Netha believes Stadio’s focus on high-quality educators and infrastructure places it well for continued growth in accessible, affordable tertiary education – a vital need in South Africa.
Santova

Netha’s second stock pick, Santova, is a supply chain and logistics company with a market cap of R 908.77 million.
This company offers end-to-end solutions in warehousing, freight forwarding, and information management.
Santova has strengthened its market presence across South Africa, the UK, and parts of Asia, benefiting particularly from growth in eCommerce and data-driven logistics solutions.
Santova has shown steady growth in both revenue and profitability, investing in advanced technology to enhance its e-commerce capabilities.
This tech-driven approach, along with the company’s focus on rising volumes since the Covid-19 pandemic, has enabled it to manage increasing demand effectively, Netha explained.
The company’s robust digital infrastructure also supports its growth and adaptability in a fast-evolving logistics sector.
Valued with a P/E ratio of 8, Santova appears undervalued compared to global competitors.
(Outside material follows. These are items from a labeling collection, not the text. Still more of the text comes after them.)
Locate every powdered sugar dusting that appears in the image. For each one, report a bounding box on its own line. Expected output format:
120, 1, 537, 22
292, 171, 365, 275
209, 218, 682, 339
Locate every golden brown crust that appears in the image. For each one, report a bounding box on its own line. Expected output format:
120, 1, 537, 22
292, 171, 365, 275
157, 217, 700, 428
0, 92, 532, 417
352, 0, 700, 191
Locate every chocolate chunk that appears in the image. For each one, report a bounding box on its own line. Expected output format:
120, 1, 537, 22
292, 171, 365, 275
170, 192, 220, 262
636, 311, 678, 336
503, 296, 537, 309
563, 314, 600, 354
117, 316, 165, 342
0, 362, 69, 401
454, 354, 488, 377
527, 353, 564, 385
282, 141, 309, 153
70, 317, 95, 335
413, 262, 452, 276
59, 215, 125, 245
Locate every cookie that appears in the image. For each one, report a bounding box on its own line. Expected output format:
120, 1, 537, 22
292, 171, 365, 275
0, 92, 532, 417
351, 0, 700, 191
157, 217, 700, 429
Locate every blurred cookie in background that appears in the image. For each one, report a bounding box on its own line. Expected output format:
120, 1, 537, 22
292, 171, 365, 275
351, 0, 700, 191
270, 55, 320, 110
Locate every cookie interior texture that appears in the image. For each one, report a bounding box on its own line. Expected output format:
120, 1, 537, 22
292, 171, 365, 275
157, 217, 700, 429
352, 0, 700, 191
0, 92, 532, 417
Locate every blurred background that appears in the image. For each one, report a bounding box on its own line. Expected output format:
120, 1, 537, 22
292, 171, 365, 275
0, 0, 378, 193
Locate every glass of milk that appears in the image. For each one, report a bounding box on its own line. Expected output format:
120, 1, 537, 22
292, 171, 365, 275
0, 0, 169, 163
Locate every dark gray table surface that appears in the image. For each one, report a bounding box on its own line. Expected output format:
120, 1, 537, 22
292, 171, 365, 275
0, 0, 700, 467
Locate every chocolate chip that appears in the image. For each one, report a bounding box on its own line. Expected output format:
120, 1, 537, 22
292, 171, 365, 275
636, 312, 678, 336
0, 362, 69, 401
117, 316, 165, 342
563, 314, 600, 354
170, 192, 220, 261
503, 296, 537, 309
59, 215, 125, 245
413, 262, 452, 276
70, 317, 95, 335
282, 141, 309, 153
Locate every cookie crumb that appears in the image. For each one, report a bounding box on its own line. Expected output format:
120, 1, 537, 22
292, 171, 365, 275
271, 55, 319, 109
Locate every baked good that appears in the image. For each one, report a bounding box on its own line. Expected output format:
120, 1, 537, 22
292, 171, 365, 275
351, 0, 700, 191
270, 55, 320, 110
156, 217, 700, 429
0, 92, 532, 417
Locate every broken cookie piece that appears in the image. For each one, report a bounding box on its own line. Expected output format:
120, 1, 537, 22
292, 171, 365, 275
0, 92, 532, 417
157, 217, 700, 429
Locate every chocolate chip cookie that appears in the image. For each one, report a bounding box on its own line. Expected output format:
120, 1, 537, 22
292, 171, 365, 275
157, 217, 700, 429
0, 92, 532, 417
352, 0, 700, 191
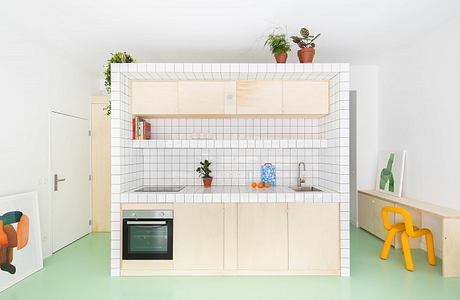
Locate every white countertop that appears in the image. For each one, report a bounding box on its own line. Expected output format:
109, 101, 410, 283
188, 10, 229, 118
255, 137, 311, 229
119, 186, 342, 203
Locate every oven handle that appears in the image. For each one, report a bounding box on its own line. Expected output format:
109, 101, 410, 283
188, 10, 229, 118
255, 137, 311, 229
126, 221, 166, 225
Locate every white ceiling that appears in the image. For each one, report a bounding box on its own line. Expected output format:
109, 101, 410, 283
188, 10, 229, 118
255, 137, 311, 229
0, 0, 460, 72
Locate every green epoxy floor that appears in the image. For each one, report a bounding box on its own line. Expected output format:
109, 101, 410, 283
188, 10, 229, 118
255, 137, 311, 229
0, 226, 460, 300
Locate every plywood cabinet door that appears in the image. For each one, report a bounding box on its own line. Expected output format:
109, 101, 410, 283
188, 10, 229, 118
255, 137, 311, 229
91, 96, 111, 232
238, 203, 288, 270
358, 193, 374, 233
236, 80, 283, 115
178, 81, 236, 115
283, 80, 329, 115
131, 81, 178, 115
288, 203, 340, 270
173, 203, 224, 270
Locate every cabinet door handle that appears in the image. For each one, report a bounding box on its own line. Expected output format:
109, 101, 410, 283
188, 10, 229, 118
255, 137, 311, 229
54, 174, 65, 192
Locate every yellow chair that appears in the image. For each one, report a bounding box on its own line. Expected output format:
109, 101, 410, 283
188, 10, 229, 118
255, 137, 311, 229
380, 206, 436, 271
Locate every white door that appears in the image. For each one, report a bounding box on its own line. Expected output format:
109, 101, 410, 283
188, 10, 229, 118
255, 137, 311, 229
51, 112, 91, 252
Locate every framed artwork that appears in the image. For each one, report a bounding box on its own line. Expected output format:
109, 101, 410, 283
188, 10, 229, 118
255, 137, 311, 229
0, 192, 43, 292
375, 150, 406, 197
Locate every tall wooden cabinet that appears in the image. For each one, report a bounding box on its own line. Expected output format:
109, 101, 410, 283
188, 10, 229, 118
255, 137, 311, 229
91, 96, 111, 232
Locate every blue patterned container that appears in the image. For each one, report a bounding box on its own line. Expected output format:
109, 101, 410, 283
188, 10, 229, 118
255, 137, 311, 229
260, 163, 276, 186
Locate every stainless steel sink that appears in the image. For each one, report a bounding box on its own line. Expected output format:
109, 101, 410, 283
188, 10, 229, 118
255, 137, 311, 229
134, 186, 184, 193
289, 185, 321, 192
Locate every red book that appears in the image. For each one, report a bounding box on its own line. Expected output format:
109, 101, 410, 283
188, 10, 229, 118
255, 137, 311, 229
144, 121, 151, 140
131, 118, 136, 140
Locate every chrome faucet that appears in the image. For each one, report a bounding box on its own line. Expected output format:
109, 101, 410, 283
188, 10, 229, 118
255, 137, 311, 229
297, 161, 305, 187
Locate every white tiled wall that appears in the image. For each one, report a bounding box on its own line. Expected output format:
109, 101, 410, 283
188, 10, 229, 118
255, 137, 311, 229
143, 148, 319, 185
149, 119, 319, 140
111, 64, 350, 276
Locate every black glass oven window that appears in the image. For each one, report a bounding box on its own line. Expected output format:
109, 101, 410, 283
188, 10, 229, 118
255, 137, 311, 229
128, 225, 168, 254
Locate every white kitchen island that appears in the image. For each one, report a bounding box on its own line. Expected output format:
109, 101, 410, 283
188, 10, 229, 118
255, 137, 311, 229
121, 186, 340, 276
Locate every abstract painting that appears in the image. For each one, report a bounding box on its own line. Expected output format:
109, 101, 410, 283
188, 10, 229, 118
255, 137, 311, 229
0, 192, 43, 291
375, 151, 406, 197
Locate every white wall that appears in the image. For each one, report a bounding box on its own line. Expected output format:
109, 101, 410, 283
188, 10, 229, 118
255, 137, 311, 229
350, 65, 379, 225
0, 28, 96, 256
378, 18, 460, 209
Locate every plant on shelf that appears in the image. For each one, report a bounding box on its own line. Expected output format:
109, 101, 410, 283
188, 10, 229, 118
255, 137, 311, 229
291, 27, 321, 63
264, 30, 291, 64
196, 160, 212, 188
104, 52, 136, 116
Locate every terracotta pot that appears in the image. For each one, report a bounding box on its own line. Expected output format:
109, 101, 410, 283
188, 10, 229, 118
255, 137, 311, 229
203, 177, 212, 188
297, 48, 315, 63
275, 53, 287, 64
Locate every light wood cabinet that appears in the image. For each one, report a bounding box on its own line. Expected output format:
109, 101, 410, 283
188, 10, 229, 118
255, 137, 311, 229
236, 80, 283, 115
238, 203, 288, 270
283, 80, 329, 115
288, 203, 340, 270
91, 96, 111, 232
131, 80, 329, 116
173, 203, 224, 270
131, 81, 179, 115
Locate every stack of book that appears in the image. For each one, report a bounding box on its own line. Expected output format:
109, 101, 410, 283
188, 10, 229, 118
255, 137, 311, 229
132, 117, 150, 140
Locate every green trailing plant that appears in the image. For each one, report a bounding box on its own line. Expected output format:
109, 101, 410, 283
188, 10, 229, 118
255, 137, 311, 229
264, 32, 291, 55
104, 52, 136, 116
196, 160, 212, 178
291, 27, 321, 48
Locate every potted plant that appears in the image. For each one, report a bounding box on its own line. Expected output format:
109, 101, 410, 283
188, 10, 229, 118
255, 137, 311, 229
104, 52, 136, 116
291, 27, 321, 63
196, 160, 212, 188
264, 32, 291, 64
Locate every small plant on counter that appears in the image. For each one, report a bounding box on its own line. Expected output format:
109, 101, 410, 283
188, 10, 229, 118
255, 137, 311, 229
264, 31, 291, 63
291, 27, 321, 63
104, 52, 136, 116
196, 160, 212, 188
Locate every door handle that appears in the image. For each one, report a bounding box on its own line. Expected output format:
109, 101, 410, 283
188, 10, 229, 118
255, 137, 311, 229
54, 174, 65, 192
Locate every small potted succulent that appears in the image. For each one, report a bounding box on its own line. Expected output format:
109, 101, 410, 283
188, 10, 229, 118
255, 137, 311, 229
264, 32, 291, 64
104, 52, 136, 116
291, 27, 321, 63
196, 160, 212, 188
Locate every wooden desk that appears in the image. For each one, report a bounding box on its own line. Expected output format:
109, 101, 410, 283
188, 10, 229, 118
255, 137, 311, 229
358, 191, 460, 277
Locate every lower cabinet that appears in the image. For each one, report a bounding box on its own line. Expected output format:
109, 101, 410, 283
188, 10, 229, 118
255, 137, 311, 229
238, 203, 288, 270
288, 203, 340, 270
122, 203, 340, 275
173, 203, 224, 270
It is cost-efficient, maintaining a healthy balance sheet and strong earnings growth.
For investors looking for a value pick in logistics, Santova offers an attractive choice at a competitive valuation.
Stor-Age

Netha’s final stock pick was Stor-Age, the leading self-storage real estate investment trust (REIT) in South Africa, with operations in both South Africa and the UK and a market cap of R7.18 billion.
Known for its defensive nature, Stor-Age has proven resilient against economic downturns, focusing on quality long-term leases that align well with the REIT sector’s blend of growth and income potential.
Stor-Age benefits from recurring rental income, supported by high occupancy rates – an essential metric for its business model.
Its approach includes expanding into underserved locations and providing storage solutions in areas with little competition.
This growth strategy positions Stor-Age as a balanced choice for both income and growth investors, offering a 6% dividend yield.
In terms of valuation, Stor-Age is trading close to its net asset value, which suggests a fair valuation relative to its asset worth.
According to Netha, its portfolio strategy relies on stable, long-term leases, making it a strong option for those seeking a reliable, defensive small-cap stock with a promising future.